My third sister, and stuff – Jacquelien Gosschalk de Leeuw & Carmen Schabracq

27 May 2022

until

26 June 2022
Sexyland World
My Third Sister, and Stuff takes you on a journey through the minds of artists Jacquelien Gosschalk de Leeuw and Carmen Schabracq, who collaborated for this exhibition, and were irrevocably linked long before that, without their knowledge. From different backgrounds, they come together in a shared quest on how to have a conversation when you are not really allowed to talk, or there are no right words for it. Straight through intergenerational trauma, they show that a conversation can be anything from a life-size doll to an art-dress.

 

You could say that Jacquelien Gosschalk de Leeuw and Carmen Schabracq follow two parallel paths as artists. From different angles they follow a similar route and inspire each other to experiment with material and medium. Their work is connected, aesthetically for sure, but also on a deeper level. At first glance it is an oasis of color and form, of cheerfulness and excess. “It’s fine here, don’t worry!” the works seem to say for a moment. But that’s just the surface. Right below that, if you look just a little longer, is the conversation. That could never be put into words but was always there.

 

It is the blueprint of a Jewish family history that both artists share. An intergenerational trauma of holocaust survivors, which in one case was never really talked about, in the other case only talked about in the second and third hand, but with both always present. One that, in this second and third generation of women, presents herself as a bubbling force that every so often tries to squeeze her way out through the hatches in their heads, sometimes judging, sometimes through amazement. Nobody seems to oversee her. She’s just there. Like a kind of sister who walks with you forever, but always changes shape.

 

With Jacquelien, for example, she appears when she reads a sentence, hears a statement or sees something happening on the street. Immediately a hatch opens, and she has to get to work. She writes everything down and rushes through the flea market to look for material that fits just that one note. And so, the notes become dolls and the dolls become a story. The story of the second generation who had to make amends, never say too much, but above all to show that they were worthy.

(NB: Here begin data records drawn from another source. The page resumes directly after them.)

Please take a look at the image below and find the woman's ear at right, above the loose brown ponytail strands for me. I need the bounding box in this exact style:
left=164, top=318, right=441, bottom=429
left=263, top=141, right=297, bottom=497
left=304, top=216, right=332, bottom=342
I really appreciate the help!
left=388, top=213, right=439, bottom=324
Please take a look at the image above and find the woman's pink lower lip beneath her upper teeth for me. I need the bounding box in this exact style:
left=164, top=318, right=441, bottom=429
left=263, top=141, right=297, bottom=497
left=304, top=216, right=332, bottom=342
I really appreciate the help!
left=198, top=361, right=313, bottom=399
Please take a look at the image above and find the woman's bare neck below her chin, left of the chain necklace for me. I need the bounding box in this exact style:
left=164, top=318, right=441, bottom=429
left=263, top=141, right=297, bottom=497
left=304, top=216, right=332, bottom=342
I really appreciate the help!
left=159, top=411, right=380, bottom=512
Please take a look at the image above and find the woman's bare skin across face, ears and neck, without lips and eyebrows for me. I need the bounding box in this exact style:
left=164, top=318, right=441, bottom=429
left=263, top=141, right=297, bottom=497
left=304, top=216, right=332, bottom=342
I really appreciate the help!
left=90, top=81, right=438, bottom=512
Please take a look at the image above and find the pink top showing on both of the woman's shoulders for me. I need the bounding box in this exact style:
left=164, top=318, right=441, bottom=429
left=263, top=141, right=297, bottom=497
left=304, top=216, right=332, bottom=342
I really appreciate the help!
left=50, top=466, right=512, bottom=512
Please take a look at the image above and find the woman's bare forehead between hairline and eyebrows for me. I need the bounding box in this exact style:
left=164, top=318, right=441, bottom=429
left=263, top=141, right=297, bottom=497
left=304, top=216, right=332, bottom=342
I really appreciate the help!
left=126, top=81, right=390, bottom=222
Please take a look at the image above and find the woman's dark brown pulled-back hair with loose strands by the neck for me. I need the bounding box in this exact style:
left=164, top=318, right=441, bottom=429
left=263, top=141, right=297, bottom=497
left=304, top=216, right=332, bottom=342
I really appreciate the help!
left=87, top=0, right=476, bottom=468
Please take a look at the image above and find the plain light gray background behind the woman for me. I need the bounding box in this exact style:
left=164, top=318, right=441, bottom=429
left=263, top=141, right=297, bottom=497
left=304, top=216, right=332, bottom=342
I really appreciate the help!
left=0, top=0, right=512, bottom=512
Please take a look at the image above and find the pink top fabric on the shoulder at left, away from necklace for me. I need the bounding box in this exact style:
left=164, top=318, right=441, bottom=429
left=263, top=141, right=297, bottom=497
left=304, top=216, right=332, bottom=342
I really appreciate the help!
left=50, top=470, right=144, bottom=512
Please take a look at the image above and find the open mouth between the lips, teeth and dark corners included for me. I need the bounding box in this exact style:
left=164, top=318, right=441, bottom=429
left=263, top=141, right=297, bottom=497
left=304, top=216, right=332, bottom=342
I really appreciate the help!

With Carmen, she intuitively exists in the form of women she knows and who interest her. They predominantly end up on her colorful canvases. Beneath that layer of cheerful-looking color lies Carmen’s story. A story of the third generation that claims its place more, that demands more space but at the same time still carries the pressure of magnified ambition and achievement.

 

In this way, both artists talk through their multidisciplinary works and still conduct the conversation in their own way. Their work is not just about their shared history, it is their shared history. It is the third sister who is not actually there but has always been, intertwined in the family line. The sister who is not bound, the sister who is allowed to talk, the sister who did not have to prove herself and was already good enough. And so much more. That’s the third sister, and stuff.